Mr. Jos. Larkin had a holy reliance upon his religious reputation, which had always stood him in stead. But a worldly judge will sometimes disappoint the expectations of the Christian suitor; and the language of the Court, in commenting upon Mr. Jos. Larkin, was, I am sorry to say, in the highest degree offensive—'flagitious,' 'fraudulent,' and kindred epithets, were launched against that tall, bald head, in a storm that darkened the air and obliterated the halo that usually encircled it. He was dismissed, in a tempest, with costs. He vanished from court, like an evil spirit, into the torture-chamber of taxation.

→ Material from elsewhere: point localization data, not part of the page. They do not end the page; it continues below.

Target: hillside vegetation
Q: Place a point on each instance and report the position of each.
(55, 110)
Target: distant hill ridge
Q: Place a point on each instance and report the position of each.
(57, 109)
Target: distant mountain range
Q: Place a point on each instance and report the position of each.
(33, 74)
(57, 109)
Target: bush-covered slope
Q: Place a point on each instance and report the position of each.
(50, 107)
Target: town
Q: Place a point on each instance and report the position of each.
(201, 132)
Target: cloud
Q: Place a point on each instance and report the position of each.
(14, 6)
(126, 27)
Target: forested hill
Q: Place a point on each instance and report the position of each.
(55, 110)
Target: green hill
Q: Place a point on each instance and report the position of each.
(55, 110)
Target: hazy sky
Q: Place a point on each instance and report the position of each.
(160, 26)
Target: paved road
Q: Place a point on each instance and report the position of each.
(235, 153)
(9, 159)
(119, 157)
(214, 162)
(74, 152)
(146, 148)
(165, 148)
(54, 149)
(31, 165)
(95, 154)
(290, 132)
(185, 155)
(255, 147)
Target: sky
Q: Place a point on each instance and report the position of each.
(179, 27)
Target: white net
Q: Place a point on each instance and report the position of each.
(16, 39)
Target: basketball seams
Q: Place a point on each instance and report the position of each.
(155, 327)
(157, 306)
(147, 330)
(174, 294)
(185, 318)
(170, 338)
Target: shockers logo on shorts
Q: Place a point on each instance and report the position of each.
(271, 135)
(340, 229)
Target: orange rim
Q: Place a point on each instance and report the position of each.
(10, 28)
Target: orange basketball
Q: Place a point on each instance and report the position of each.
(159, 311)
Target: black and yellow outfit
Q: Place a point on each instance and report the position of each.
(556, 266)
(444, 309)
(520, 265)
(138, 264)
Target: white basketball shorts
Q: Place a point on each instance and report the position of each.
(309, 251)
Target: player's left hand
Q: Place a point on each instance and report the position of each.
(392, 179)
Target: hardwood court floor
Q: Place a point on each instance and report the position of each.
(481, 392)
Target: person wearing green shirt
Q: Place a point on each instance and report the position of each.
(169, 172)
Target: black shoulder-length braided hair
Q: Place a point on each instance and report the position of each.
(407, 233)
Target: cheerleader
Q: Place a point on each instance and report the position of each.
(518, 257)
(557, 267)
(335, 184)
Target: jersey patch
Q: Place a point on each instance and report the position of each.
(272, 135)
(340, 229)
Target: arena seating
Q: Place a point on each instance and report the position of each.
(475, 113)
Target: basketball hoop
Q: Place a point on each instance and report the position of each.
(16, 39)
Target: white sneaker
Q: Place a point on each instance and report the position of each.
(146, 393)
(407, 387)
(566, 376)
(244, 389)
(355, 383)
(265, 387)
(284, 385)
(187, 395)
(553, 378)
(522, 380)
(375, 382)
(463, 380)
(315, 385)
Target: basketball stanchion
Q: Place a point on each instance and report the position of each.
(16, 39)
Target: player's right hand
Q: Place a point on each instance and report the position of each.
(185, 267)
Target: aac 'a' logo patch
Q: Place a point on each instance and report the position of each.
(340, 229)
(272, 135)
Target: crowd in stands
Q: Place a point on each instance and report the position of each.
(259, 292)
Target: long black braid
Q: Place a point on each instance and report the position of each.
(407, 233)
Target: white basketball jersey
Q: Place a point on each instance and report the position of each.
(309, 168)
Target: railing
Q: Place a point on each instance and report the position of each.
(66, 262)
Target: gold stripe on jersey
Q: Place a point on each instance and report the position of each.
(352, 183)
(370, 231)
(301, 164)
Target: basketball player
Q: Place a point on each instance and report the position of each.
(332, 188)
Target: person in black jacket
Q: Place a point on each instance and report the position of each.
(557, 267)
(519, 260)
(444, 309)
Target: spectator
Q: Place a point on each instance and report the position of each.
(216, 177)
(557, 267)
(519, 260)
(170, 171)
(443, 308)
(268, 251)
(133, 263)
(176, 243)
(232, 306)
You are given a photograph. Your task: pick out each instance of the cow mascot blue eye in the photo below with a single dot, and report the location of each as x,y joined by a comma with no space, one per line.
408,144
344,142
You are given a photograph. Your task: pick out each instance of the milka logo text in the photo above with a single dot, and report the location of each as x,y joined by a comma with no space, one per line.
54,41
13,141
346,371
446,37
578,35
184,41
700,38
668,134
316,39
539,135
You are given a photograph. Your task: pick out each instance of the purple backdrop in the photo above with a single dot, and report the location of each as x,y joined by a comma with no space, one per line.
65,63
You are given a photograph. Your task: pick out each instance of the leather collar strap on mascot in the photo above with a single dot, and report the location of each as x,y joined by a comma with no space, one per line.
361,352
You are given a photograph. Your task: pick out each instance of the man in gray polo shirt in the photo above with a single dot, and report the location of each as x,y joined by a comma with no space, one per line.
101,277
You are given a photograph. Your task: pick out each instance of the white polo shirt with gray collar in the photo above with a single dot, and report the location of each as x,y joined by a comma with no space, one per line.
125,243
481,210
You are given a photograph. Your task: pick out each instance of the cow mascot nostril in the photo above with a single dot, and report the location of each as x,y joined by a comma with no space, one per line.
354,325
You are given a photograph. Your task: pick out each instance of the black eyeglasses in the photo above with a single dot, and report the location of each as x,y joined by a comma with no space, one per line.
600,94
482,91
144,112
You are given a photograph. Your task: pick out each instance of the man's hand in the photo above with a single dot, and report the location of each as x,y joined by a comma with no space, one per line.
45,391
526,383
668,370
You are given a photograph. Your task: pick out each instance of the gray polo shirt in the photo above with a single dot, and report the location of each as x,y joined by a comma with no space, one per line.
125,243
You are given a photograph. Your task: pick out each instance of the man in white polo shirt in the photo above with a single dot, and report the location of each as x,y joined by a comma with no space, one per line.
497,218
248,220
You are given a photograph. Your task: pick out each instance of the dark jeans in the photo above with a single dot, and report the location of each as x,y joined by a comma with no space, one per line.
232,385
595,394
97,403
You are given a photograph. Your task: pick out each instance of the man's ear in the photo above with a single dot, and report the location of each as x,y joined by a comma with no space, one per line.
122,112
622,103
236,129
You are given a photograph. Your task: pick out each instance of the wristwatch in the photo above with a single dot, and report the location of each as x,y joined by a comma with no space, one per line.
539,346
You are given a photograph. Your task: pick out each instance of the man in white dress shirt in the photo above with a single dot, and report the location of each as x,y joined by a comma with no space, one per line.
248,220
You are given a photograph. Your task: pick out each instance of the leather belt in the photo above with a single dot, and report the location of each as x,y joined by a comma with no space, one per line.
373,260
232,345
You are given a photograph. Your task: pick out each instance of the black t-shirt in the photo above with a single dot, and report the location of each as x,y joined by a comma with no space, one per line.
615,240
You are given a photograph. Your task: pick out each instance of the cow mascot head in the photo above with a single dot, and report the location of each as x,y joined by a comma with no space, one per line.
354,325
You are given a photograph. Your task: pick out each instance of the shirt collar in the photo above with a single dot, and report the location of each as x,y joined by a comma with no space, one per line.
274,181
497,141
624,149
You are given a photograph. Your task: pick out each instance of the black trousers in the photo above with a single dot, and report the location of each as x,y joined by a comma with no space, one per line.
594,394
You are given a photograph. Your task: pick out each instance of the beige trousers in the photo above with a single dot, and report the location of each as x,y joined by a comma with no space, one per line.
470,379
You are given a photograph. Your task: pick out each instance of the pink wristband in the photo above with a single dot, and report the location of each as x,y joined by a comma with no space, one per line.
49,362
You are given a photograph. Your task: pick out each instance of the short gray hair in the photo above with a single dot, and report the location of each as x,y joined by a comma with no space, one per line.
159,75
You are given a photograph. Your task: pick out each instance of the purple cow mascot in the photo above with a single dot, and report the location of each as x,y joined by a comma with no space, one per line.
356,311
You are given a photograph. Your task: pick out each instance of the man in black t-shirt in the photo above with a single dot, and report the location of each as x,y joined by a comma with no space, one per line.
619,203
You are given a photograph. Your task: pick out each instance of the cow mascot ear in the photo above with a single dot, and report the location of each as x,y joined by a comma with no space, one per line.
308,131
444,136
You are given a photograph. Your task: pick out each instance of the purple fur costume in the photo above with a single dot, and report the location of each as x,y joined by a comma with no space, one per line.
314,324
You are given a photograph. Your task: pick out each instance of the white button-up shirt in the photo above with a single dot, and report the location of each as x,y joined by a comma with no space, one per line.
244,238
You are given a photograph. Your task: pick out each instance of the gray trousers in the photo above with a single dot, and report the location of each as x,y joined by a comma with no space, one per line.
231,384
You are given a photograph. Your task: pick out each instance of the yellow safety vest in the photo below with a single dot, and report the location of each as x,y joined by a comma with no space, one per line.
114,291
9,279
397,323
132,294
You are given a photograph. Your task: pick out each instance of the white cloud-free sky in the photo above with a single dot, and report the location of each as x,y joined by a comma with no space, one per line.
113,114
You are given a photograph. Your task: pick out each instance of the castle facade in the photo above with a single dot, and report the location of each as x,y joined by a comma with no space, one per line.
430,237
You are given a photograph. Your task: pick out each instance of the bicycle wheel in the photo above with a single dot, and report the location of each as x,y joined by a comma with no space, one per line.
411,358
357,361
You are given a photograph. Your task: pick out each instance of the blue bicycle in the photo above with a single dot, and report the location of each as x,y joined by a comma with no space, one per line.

The whole structure of rapine and duplicity had fallen through with a dismal crash. Shrewd fellows wondered, as they always do, when a rash game breaks down, at the infatuation of the performer. But the cup of his tribulation was not yet quite full. Jos. Larkin's name was ultimately struck from the roll of solicitors and attorneys, and there were minute and merciless essays in the papers, surrounding his disgrace with a dreadful glare. People say he has not enough left to go on with. He had lodgings somewhere near Richmond, as Howard Larkin, Esq., and is still a religious character. I am told that he shifts his place of residence about once in six months, and that he has never paid one shilling of rent for any, and has sometimes positively received money for vacating his abode. So substantially valuable is a thorough acquaintance with the capabilities of the law. I saw honest Tom Wealdon about a fortnight ago—grown stouter and somewhat more phlegmatic by time, but still the same in good nature and inquisitiveness. From him I learned that Jos. Larkin is likely to figure once more in the courts about some very ugly defalcations in the cash of the Penningstal Mining Company, and that this time the persecutions of that eminent Christian are likely to take a different turn, and, as Tom said, with a gloomy shrewdness, to end in 'ten years penal.'

Some summers ago, I was, for a few days, in the wondrous city of Venice. Everyone knows something of the enchantment of the Italian moon, the expanse of dark and flashing blue, and the phantasmal city, rising like a beautiful spirit from the waters. Gliding near the Lido—where so many rings of Doges lie lost beneath the waves—I heard the pleasant sound of female voices upon the water—and then, with a sudden glory, rose a sad, wild hymn, like the musical wail of the forsaken sea:—

The spouseless Adriatic mourns her lord.

The song ceased. The gondola which bore the musicians floated by—a slender hand over the gunwale trailed its fingers in the water. Unseen I saw Rachel and Dorcas, beautiful in the sad moonlight, passed so near we could have spoken—passed me like spirits—never more, it may be, to cross my sight in life.